Zum Glücksunterricht gehört auch, den Kindern in altersgerechter Sprache zu erklären, »wie das Gehirn funktioniert und warum es Sinn macht, schon frühzeitig auf die angenehmen Dinge und Gefühle zu fokussieren«, wie Mathes sagt. Dahinter steht die Idee der Neuroplastizität, denn so wie man durch regelmäßiges Üben lernt,  besser Klavier zu spielen, kann man auch Glück einüben. Kinder lernen zum Beispiel anhand des Faltens eines Papierfliegers, dass Faltlinien immer tiefer werden, je öfter man das Papier an dieser Stelle faltet. Genauso trainiere man laut Mathes die für’s Wohlempfinden zuständigen Nervenbahnen, wenn man sich auf positive Erlebnisse konzentriert.

Interessanterweise profitieren nicht nur die Kinder vom Glücksunterricht, sondern auch die Lehrkräfte. »Wenn ich mir die ganzen neurobiologischen Hintergründe durchlese, lerne ich die selbst auch kennen und da bleibt automatisch was hängen«, meint Mathes.

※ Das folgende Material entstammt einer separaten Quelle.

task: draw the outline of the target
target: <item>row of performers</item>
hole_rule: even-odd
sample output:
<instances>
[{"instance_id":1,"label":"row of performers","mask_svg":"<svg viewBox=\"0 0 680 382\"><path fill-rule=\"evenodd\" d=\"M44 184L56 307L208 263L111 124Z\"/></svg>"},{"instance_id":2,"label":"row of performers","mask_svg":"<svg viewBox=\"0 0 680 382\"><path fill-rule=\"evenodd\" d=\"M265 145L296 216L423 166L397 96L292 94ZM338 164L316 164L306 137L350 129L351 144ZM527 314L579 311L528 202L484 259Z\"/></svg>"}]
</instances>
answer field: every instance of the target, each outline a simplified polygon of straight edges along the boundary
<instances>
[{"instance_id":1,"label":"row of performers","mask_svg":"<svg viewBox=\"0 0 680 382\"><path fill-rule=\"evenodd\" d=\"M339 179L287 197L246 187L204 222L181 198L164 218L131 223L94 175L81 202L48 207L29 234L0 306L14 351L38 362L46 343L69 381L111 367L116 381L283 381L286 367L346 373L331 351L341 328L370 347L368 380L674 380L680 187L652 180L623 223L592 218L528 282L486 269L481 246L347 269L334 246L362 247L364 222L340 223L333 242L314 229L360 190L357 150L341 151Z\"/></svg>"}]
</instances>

Rahm hofft sogar, dass die Glückskompetenz dazu beitragen könne, den Reiz des Lehrberufs zu steigern. »Wir haben Lehrermangel«, sagt er. »Alles, was den Beruf attraktiver macht, halte ich für eine sehr wertvolle Maßnahme.«

Rahm bildet in erster Linie Lehramtsstudierende aus, sprang aber auch selbst schon als Lehrer beim Glücksunterricht ein. Einmal bastelte er mit den Kindern »Dankbarkeitsketten« aus Papier, auf das die Schüler schrieben, wofür oder für wen sie dankbar waren. Die Dankbarkeitsübung ist ohnehin eine seiner Lieblingsübungen, die er Lehrern wie Schülern gern beibringt. Robert Emmons, Professor an der University of California, Davis, wies nach, dass das regelmäßige Ausdrücken von Dankbarkeit zu besseren Noten, besserem Schlaf und größerem Wohlbefinden führt.

So soll der Glücksunterricht den Kindern eine Ausrüstung fürs Wohlbefinden mitgeben. Die Kinder packen buchstäblich einen Rucksack »fürs Leben« und sammeln darin alle angenehmen Dinge. Was war heute gut am Tag? Wofür bin ich dankbar? Was gefällt mir gut? »Die Kinder achten jetzt im Alltag mehr darauf, was eigentlich gerade schön ist«, sagt Mathes. »Denn es gibt immer etwas, das gerade gut ist oder wofür man dankbar sein kann.«  Besonders freuen sich die beiden Architekten des Programms, dass bei vielen Kindern eine Sache auf der Liste der Glücksfaktoren ganz oben steht: der Glücksunterricht selbst.